THE ROLE OF COMPLEXITY SCIENCE AND MATHEMATICAL MODELLING IN FIGHTING THE PANDEMIC

Benjamin Maier

Humboldt University of Berlin, Robert Koch Institute, Berlin, Germany
The ongoing COVID-19 pandemic has been dictating our lives for more than two years now. While health care workers and medical staff are combating the pandemic on an individual level by pharmaceutical means, public health researchers are working to mitigate the disease’s spread by constantly estimating risks and trying to inform policy makers on efficient ways to mitigate this global crisis. Often, such efforts are supported by means of mathematical modeling of infectious diseases, a discipline with an almost century-long tradition that has been successfully used in numerous past local and global health crises.
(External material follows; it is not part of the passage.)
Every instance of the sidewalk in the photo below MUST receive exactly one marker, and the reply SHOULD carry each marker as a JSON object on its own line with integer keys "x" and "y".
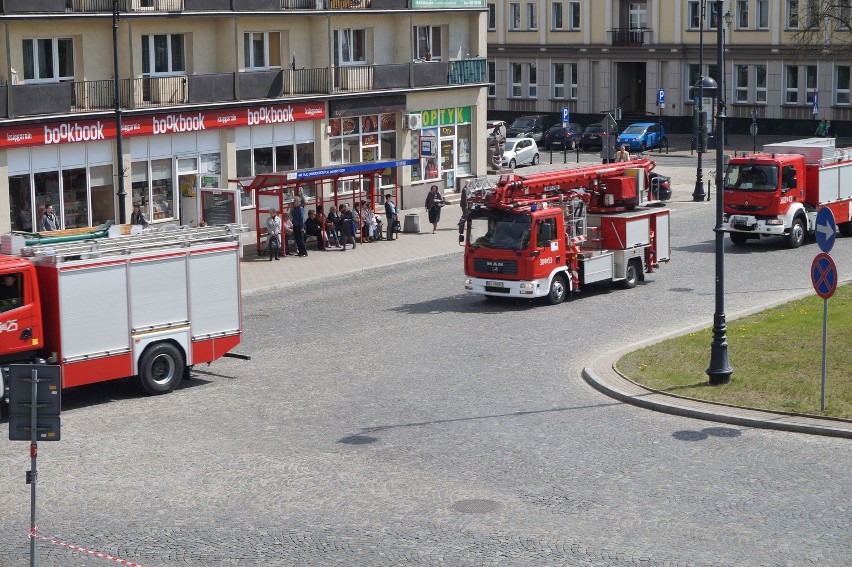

The field is deeply connected to core principles of Complexity Science, be it the dependence on non-linear effects, its use of network science, or its inherent transdisciplinary nature. Here, we reflect on our work at Germany’s central public health institute over the last ~2yrs. We discuss how heterogeneities of human mobility and behavior on different scales can be incorporated in spreading models to improve assessments and predictions of infection waves and how these models are connected to other complex systems. We reflect on our own work at Germany's central public health institute, touching subjects like (i) how human mobility data can be used to estimate forthcoming infection dynamics, (ii) which non-pharmaceutical interventions can be/were used un/successfully, and (iii) how risk-induced changes of human behavior introduce feedback loops that can dominate infection dynamics.